Gradient Reinforcement Learning of POMDP Policy Graphs
Optimal planning in partially observable Markov decision process (POMDP) settings is at least PSPACE-complete, even when given a model of the environment. To act optimally without a model, the controller must incorporate internal-state to remember important past occurrences. To date, most model-less methods either assume a finite window of memory over past occurrences, or use internal state representations that do not maximize the average reward.
This talk will discuss a method of using policy-gradient reinforcement learning algorithms to learn policies with a finite amount of internal state. We learn the optimal n node policy graph directly, by-passing the problem of learning value functions for belief states. The internal state can be used to remember occurrences from infinitely far into the past, and only occurrences that help maximize the reward will be remembered. An important practical limitation of this method will be discussed and a possible solution will be demonstrated on a simplified Heaven-Hell POMDP problem.

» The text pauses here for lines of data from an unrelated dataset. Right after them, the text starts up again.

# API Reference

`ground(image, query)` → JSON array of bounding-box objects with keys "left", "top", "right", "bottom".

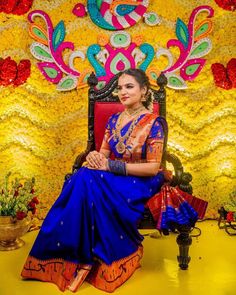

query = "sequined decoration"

[
  {"left": 28, "top": 10, "right": 91, "bottom": 91},
  {"left": 147, "top": 5, "right": 214, "bottom": 90},
  {"left": 73, "top": 0, "right": 160, "bottom": 30}
]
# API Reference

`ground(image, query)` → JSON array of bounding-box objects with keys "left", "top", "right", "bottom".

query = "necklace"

[
  {"left": 124, "top": 105, "right": 146, "bottom": 117},
  {"left": 113, "top": 110, "right": 144, "bottom": 154}
]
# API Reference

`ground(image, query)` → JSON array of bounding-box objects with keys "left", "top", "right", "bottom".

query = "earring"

[{"left": 141, "top": 94, "right": 146, "bottom": 102}]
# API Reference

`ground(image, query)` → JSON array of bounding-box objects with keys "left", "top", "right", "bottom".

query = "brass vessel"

[{"left": 0, "top": 216, "right": 31, "bottom": 251}]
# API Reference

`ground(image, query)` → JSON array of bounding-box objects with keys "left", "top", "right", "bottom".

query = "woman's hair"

[{"left": 117, "top": 68, "right": 153, "bottom": 110}]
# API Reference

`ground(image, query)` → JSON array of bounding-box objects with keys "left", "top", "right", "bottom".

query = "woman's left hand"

[{"left": 86, "top": 151, "right": 108, "bottom": 171}]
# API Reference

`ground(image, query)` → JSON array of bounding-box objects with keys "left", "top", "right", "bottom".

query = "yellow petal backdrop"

[{"left": 0, "top": 0, "right": 235, "bottom": 220}]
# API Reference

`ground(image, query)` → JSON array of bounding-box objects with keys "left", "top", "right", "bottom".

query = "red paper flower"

[
  {"left": 0, "top": 0, "right": 16, "bottom": 13},
  {"left": 211, "top": 63, "right": 232, "bottom": 89},
  {"left": 0, "top": 56, "right": 18, "bottom": 86},
  {"left": 214, "top": 0, "right": 236, "bottom": 11},
  {"left": 211, "top": 58, "right": 236, "bottom": 90},
  {"left": 227, "top": 58, "right": 236, "bottom": 88},
  {"left": 0, "top": 57, "right": 31, "bottom": 87},
  {"left": 0, "top": 0, "right": 33, "bottom": 15},
  {"left": 14, "top": 59, "right": 31, "bottom": 86}
]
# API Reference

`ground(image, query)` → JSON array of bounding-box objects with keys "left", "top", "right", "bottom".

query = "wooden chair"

[{"left": 68, "top": 72, "right": 195, "bottom": 270}]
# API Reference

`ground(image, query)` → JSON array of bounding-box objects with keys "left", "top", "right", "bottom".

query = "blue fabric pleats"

[
  {"left": 30, "top": 167, "right": 165, "bottom": 265},
  {"left": 160, "top": 202, "right": 199, "bottom": 231}
]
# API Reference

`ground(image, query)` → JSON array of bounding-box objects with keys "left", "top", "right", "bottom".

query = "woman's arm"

[
  {"left": 125, "top": 120, "right": 164, "bottom": 177},
  {"left": 90, "top": 157, "right": 160, "bottom": 176},
  {"left": 126, "top": 161, "right": 161, "bottom": 177}
]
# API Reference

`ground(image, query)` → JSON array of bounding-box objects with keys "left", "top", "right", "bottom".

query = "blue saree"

[{"left": 21, "top": 113, "right": 165, "bottom": 292}]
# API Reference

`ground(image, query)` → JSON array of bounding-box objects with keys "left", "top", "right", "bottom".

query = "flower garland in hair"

[{"left": 147, "top": 89, "right": 154, "bottom": 112}]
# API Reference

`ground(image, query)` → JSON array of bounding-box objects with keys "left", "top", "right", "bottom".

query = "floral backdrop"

[{"left": 0, "top": 0, "right": 235, "bottom": 220}]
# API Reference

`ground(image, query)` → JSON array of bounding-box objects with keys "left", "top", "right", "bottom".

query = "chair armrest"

[
  {"left": 165, "top": 151, "right": 193, "bottom": 194},
  {"left": 64, "top": 142, "right": 93, "bottom": 180}
]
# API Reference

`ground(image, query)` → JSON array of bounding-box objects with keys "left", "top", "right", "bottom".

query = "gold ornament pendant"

[{"left": 116, "top": 141, "right": 126, "bottom": 154}]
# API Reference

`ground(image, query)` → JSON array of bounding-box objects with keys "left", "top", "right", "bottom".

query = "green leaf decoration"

[
  {"left": 110, "top": 52, "right": 131, "bottom": 75},
  {"left": 190, "top": 38, "right": 212, "bottom": 58},
  {"left": 57, "top": 76, "right": 77, "bottom": 91},
  {"left": 195, "top": 23, "right": 209, "bottom": 38},
  {"left": 150, "top": 71, "right": 158, "bottom": 80},
  {"left": 176, "top": 18, "right": 189, "bottom": 48},
  {"left": 29, "top": 24, "right": 48, "bottom": 45},
  {"left": 30, "top": 42, "right": 53, "bottom": 62},
  {"left": 166, "top": 73, "right": 187, "bottom": 89},
  {"left": 97, "top": 0, "right": 103, "bottom": 9},
  {"left": 96, "top": 81, "right": 106, "bottom": 90},
  {"left": 37, "top": 62, "right": 62, "bottom": 83},
  {"left": 83, "top": 73, "right": 90, "bottom": 83},
  {"left": 44, "top": 67, "right": 58, "bottom": 78},
  {"left": 180, "top": 58, "right": 205, "bottom": 80},
  {"left": 186, "top": 64, "right": 200, "bottom": 75},
  {"left": 52, "top": 21, "right": 65, "bottom": 50},
  {"left": 32, "top": 27, "right": 47, "bottom": 42}
]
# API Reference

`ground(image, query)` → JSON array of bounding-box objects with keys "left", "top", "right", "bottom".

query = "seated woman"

[{"left": 21, "top": 69, "right": 198, "bottom": 292}]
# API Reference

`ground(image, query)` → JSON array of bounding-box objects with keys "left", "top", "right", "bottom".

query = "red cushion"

[{"left": 94, "top": 102, "right": 160, "bottom": 151}]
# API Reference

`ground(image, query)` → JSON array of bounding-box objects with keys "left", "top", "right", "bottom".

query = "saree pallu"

[
  {"left": 21, "top": 167, "right": 165, "bottom": 292},
  {"left": 146, "top": 185, "right": 208, "bottom": 232}
]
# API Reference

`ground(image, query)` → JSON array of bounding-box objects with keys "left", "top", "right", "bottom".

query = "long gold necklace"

[{"left": 113, "top": 106, "right": 146, "bottom": 154}]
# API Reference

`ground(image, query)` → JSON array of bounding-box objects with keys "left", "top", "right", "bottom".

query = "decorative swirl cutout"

[
  {"left": 28, "top": 10, "right": 85, "bottom": 91},
  {"left": 153, "top": 5, "right": 214, "bottom": 89},
  {"left": 28, "top": 6, "right": 214, "bottom": 91},
  {"left": 74, "top": 0, "right": 150, "bottom": 30}
]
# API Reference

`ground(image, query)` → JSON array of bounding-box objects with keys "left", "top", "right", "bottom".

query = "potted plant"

[{"left": 0, "top": 172, "right": 39, "bottom": 250}]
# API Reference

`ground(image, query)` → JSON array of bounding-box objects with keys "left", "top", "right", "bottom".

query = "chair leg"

[{"left": 176, "top": 225, "right": 192, "bottom": 270}]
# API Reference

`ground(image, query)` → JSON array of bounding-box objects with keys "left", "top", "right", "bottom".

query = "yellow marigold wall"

[{"left": 0, "top": 0, "right": 235, "bottom": 219}]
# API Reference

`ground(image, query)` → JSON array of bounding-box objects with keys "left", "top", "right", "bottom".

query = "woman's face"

[{"left": 117, "top": 74, "right": 146, "bottom": 109}]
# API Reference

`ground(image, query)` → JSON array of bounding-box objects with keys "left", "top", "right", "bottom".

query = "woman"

[{"left": 21, "top": 69, "right": 196, "bottom": 292}]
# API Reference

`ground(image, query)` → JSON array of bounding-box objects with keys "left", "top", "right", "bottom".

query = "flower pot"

[{"left": 0, "top": 216, "right": 31, "bottom": 251}]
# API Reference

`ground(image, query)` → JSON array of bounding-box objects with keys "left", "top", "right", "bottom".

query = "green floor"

[{"left": 0, "top": 220, "right": 235, "bottom": 295}]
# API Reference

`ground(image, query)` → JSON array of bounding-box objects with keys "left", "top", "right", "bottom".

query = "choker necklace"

[{"left": 124, "top": 105, "right": 146, "bottom": 117}]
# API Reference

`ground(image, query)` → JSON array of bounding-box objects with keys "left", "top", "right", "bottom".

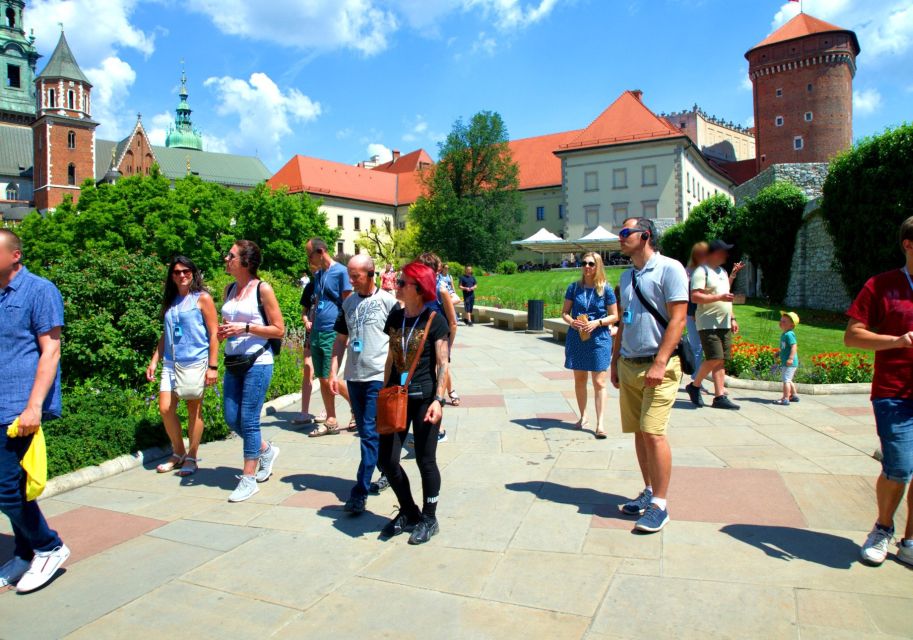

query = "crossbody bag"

[
  {"left": 631, "top": 272, "right": 696, "bottom": 376},
  {"left": 170, "top": 297, "right": 207, "bottom": 399},
  {"left": 376, "top": 312, "right": 436, "bottom": 436}
]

Time allowing, I will also discuss a technique for adding prior knowledge to reduce the variance of gradient estimates in any RL algorithm that uses an eligibility trace. Such techniques are especially important for policy-gradient algorithms which are criticized for their slow convergence due to high variance.
Doug is a 3rd year Ph.D student at the Australian National University, working under Jonathan Baxter at WhizBang! labs. He is visiting CMU for a year to work with Jonathan and sponge knowledge and pizza off CMU folk. His main research interest is internal state RL algorithms and their application to speech processing and other practical problems. His secondary interest in large, high-performance neural nets, especially on Beowulf style clusters.